Senegal devlet başkanı Abdoulaye Wade’in meydan heykelleri ve tüneller gibi sözde prestijli ama anlamsız projeleri birer halkla ilişkiler ve mühendislik faciasına dönüştükçe, şehrin peşkeş çekilen arazilerini Çinli yatırımcılar sahiplenmiş. Müteahhitler ve yerel politikacılar arasında yapılan şaibeli anlaşmaların hepsinde olduğu gibi, gece yarısı buldozerlerle araziyi dümdüz etmek Çin’de alışılmış bir taktik. Büyük çaplı projelerde tecrübesi olmamasına rağmen, Rebeuss konut projesinin müteahhitliğini alan Zhang de aynı taktiği izleyip yerel bir futbol takımının sahası olan alana yepyeni binalar dikmek için işe koyulmuş. Fakat halk, projeyi Truva atına benzeterek tepki göstermiş. Bu tip lüks apartmanların Çinli göçmen akınının ikinci dalgası için yapıldığı görüşü hakim. Çünkü konut projesi bittiğinde dairelerin çok azının yereller tarafından satın alınması mümkün.
Afrika’da özgürce yayın yapabilen medyaların başında gelen Senegal, kıtanın en gelişmiş sivil toplumuna sahip. O yüzden esrarengiz Çinli işadamları hakkındaki şüpheler ve toplumdaki Çinli karşıtı hassasiyet etkisini göstermiş. Zhang protestolara karşın sağlam ticari ilişki ağları, ucuz kredi bolluğu sayesinde itiraf etmese de yetkililere rüşvet akıtarak işini halletmiş. Ona sorarsanız başarısını mükemmel zamanlama ve durmadan çalışmasına borçlu.
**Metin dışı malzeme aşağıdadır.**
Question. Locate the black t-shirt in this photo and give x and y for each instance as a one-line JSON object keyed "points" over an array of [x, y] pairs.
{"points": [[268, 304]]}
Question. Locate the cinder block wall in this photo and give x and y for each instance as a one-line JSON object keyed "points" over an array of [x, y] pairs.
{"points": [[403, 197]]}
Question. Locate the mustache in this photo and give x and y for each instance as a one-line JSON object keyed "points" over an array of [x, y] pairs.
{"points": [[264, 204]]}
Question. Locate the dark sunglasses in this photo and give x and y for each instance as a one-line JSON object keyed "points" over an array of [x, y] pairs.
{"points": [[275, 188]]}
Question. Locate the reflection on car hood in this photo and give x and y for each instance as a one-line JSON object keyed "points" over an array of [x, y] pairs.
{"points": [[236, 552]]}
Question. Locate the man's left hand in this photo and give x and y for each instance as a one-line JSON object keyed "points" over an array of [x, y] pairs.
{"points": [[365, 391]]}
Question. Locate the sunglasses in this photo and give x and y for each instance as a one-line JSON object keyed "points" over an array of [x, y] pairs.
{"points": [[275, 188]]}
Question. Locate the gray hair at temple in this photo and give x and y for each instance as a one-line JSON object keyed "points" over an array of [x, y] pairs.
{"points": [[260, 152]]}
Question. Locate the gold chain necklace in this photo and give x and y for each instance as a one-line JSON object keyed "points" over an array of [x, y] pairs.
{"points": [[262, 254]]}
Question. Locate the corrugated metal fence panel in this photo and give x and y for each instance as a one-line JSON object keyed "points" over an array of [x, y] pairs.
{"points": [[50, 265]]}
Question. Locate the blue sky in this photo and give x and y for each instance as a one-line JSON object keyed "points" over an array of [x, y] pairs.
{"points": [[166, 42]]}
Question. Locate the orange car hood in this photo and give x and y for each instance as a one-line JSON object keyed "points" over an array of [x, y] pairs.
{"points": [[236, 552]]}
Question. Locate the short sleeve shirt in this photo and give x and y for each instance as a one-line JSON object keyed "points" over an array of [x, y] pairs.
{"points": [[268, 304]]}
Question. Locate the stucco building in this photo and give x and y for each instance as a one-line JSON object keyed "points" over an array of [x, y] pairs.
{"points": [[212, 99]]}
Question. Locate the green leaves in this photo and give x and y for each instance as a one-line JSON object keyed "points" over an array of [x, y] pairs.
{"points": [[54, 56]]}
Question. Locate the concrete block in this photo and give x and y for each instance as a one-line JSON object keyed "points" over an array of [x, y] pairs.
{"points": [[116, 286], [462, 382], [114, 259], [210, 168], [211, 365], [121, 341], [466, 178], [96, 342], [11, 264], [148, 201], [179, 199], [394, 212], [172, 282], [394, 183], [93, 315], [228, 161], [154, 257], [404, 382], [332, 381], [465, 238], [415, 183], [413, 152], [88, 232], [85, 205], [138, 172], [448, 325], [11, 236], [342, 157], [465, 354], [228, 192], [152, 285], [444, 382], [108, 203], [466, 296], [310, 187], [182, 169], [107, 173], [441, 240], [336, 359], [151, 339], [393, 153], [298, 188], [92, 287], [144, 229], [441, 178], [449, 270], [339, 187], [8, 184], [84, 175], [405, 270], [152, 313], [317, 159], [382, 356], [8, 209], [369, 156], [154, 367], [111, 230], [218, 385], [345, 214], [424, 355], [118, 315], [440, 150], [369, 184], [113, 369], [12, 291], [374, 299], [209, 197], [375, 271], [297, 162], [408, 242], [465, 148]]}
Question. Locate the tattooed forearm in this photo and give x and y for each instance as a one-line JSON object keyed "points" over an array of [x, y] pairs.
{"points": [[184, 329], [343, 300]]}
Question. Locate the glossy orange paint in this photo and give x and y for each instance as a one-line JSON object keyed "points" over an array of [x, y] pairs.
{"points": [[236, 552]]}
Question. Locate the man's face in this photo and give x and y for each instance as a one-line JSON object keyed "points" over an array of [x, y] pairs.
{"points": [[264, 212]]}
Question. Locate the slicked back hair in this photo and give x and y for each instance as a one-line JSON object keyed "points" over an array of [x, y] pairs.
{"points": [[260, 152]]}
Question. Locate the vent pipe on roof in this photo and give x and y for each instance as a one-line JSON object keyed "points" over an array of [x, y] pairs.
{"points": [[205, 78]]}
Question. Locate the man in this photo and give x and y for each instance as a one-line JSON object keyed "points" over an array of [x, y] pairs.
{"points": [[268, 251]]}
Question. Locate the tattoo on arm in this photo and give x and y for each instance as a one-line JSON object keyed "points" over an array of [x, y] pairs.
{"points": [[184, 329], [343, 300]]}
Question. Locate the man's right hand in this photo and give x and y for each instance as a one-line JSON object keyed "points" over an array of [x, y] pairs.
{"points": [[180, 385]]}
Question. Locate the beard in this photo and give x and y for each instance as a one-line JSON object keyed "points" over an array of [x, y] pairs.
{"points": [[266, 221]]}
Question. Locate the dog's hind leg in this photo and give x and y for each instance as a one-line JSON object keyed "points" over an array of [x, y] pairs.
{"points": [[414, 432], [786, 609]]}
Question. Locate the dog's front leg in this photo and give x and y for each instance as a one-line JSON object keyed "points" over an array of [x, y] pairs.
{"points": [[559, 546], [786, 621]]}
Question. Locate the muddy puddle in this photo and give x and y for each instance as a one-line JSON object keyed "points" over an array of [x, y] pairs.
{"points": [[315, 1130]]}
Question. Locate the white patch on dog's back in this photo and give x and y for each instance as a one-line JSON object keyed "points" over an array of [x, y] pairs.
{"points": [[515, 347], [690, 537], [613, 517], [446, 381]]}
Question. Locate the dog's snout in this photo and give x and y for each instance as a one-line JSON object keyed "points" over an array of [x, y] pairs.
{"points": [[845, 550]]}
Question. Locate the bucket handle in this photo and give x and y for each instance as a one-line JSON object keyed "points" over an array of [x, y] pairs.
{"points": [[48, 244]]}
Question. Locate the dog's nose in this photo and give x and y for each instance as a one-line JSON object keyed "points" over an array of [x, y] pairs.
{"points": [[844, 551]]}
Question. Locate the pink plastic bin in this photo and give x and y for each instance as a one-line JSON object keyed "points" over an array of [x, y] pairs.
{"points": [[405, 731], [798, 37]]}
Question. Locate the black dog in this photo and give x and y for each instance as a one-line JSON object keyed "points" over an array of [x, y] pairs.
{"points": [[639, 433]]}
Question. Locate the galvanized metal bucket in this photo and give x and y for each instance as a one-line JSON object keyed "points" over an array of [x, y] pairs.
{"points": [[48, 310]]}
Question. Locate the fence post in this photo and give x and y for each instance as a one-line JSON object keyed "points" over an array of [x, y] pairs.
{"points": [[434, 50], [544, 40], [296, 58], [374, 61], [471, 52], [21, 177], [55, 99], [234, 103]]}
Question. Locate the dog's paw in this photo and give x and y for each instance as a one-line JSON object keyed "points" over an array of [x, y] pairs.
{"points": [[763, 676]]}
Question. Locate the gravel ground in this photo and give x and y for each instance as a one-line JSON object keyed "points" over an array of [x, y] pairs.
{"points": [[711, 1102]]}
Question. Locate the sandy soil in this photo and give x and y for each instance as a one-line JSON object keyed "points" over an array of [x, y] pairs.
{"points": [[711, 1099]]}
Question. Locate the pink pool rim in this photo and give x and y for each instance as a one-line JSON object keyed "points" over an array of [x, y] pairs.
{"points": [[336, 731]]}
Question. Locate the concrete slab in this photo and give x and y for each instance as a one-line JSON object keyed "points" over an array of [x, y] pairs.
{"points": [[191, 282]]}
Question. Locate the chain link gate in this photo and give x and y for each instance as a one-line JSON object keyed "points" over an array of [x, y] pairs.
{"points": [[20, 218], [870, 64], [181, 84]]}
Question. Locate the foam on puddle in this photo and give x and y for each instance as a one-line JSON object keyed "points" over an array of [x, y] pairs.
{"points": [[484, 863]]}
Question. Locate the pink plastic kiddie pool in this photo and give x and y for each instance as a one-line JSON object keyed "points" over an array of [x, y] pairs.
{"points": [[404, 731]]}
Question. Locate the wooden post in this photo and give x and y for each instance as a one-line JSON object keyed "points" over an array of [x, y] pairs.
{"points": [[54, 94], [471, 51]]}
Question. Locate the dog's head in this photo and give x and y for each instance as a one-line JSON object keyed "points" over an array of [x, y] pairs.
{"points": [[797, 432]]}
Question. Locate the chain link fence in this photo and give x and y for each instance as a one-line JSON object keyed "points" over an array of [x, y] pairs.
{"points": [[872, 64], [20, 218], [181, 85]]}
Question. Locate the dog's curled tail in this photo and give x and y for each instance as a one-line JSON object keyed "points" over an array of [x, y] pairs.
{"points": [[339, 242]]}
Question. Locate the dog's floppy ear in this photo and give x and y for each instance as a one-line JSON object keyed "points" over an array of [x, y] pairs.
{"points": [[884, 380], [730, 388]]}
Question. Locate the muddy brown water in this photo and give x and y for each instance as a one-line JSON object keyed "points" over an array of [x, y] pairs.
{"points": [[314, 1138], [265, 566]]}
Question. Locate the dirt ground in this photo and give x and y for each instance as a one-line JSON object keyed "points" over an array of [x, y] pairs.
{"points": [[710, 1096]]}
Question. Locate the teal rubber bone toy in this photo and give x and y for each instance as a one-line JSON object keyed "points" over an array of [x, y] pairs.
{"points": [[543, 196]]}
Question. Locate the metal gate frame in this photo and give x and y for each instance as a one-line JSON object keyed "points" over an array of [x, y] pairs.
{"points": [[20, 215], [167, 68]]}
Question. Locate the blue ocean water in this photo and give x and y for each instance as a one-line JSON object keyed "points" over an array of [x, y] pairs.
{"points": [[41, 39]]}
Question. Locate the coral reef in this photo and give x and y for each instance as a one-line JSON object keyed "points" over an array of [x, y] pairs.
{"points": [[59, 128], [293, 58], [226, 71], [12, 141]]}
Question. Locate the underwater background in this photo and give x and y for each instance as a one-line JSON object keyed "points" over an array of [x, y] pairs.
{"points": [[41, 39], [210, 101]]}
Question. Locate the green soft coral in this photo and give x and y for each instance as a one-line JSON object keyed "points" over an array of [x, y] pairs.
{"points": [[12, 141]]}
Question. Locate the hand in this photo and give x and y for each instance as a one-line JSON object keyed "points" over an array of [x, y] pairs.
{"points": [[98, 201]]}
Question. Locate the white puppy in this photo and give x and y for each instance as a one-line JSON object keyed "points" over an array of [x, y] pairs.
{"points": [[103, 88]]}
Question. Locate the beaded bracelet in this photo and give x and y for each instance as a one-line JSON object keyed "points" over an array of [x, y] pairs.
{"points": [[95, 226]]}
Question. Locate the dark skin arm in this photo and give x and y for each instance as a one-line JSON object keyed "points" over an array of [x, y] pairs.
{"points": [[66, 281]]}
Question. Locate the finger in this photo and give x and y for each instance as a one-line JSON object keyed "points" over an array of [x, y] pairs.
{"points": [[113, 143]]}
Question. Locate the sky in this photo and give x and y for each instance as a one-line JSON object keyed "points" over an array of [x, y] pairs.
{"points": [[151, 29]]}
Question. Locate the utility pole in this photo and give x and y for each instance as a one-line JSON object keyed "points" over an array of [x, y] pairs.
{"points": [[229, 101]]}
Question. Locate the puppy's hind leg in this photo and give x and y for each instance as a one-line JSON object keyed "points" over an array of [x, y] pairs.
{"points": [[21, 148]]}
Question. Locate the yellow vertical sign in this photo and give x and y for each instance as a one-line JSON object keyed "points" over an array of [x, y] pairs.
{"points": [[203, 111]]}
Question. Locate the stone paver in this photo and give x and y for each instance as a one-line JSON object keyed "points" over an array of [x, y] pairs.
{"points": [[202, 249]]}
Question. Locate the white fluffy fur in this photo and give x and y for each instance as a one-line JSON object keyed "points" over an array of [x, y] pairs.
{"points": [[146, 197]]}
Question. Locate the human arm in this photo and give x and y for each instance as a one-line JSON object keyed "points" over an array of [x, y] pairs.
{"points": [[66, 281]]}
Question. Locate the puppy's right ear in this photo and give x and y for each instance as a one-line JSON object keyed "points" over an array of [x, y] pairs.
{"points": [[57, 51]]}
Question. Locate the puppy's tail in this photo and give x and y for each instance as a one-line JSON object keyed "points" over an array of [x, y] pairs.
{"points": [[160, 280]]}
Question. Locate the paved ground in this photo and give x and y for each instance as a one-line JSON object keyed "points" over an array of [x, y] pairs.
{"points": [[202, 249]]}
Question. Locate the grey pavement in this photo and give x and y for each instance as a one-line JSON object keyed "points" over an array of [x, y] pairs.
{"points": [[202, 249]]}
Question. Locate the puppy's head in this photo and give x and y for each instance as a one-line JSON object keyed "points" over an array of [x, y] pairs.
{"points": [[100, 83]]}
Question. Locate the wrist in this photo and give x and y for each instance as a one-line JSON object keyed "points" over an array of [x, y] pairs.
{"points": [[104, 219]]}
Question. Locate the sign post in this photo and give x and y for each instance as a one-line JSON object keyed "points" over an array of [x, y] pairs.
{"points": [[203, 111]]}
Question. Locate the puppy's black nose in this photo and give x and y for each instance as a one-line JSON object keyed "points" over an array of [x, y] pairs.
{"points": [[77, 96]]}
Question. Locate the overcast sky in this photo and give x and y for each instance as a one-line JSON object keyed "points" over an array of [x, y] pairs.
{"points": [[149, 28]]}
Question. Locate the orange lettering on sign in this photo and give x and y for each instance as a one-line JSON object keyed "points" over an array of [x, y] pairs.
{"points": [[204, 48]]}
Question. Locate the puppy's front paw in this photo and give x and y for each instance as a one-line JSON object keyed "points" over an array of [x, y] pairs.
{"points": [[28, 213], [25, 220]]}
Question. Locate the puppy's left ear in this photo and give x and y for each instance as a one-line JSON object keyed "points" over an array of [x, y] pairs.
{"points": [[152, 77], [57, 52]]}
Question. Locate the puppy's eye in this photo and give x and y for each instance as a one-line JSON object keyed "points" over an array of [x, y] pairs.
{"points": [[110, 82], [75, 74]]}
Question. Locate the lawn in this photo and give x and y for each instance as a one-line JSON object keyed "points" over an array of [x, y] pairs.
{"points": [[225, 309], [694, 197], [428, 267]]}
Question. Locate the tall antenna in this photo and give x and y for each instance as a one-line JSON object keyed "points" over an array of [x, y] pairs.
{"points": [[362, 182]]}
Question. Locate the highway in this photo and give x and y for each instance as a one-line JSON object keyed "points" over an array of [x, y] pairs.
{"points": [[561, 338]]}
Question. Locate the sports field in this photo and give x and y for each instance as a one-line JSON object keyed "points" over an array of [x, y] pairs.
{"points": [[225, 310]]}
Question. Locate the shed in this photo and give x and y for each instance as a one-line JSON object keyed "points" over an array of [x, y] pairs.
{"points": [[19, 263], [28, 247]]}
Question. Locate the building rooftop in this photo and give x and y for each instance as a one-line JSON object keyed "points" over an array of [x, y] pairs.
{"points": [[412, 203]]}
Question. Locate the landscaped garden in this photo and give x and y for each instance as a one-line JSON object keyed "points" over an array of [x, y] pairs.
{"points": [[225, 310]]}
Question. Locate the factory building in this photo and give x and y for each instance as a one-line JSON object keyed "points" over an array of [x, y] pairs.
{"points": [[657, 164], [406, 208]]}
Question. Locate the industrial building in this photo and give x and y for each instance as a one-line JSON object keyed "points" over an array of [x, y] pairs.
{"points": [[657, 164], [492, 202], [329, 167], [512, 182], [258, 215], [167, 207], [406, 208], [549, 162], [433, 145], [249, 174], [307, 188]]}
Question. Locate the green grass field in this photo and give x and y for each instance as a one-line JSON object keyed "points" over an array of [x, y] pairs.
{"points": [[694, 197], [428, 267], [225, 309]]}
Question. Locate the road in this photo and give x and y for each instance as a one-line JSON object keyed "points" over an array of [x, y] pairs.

Bana kalırsa Zhang ve benzeri işadamlarının hızlı ve sıra dışı yükselişlerini organize suç ve insan kaçakçılığı gibi karanlık güçlerle açıklamak daha olası. Görüşmemizden kısa süre sonra Wade kızgın seçmenlerin bozgununa uğrayınca, işler tersine döndü ve sonunda proje iptal edildi.